Hong Kong’s Hang Seng index swung from a loss to close up 0.9 per cent following the announcement, while China’s CSI 300 index of Shanghai and Shenzhen-listed stocks gained 1 per cent.

“The bright spot for the global economy is China ,” said Mary Nicola, a multi-asset portfolio manager at PineBridge Investments.

Tuesday’s equity market moves came shortly before the quarter-end, a time when fund managers typically rebalance their portfolios — a process that can contribute to asset price swings.

“The market is interpreting weak activity data as a sign that central banks will be less hawkish,” said James Ashley, head of international market strategy at Goldman Sachs Asset Management. “Even though the economy is slowing, it alleviates fears of higher interest rates.”

“I’m a bit concerned the market is underplaying the significance of inflation numbers to central banks . . . inflation is the dominant concern,” he added.

In government debt markets, the yield on the 10-year German Bund, a benchmark for eurozone borrowing costs, rose 0.08 percentage points to 1.62 per cent, reflecting a drop in the debt instrument’s price.

Speaking at the European Central Bank’s annual forum in Portugal on Tuesday, the bank’s president Christine Lagarde said it would act in a “determined and sustained manner” to tackle inflation pressures.
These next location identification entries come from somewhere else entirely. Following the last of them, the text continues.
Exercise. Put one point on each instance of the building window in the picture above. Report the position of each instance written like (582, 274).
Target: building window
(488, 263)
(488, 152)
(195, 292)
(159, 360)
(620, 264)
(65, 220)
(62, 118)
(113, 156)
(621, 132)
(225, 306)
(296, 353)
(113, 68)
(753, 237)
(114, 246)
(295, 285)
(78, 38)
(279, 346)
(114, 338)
The ECB has indicated it could go further in September, as it moves to curb inflation, which hit 8.1 per cent in the eurozone in May.

The yield on the 10-year US Treasury note fell 0.02 percentage points to 3.18 per cent alongside the stock sell-off.

In commodities markets, Brent crude continued to rise in price after the G7 indicated that it was ready to explore caps on energy costs to limit Russian revenues. The international oil benchmark rose 2.5 per cent to $117.98 a barrel.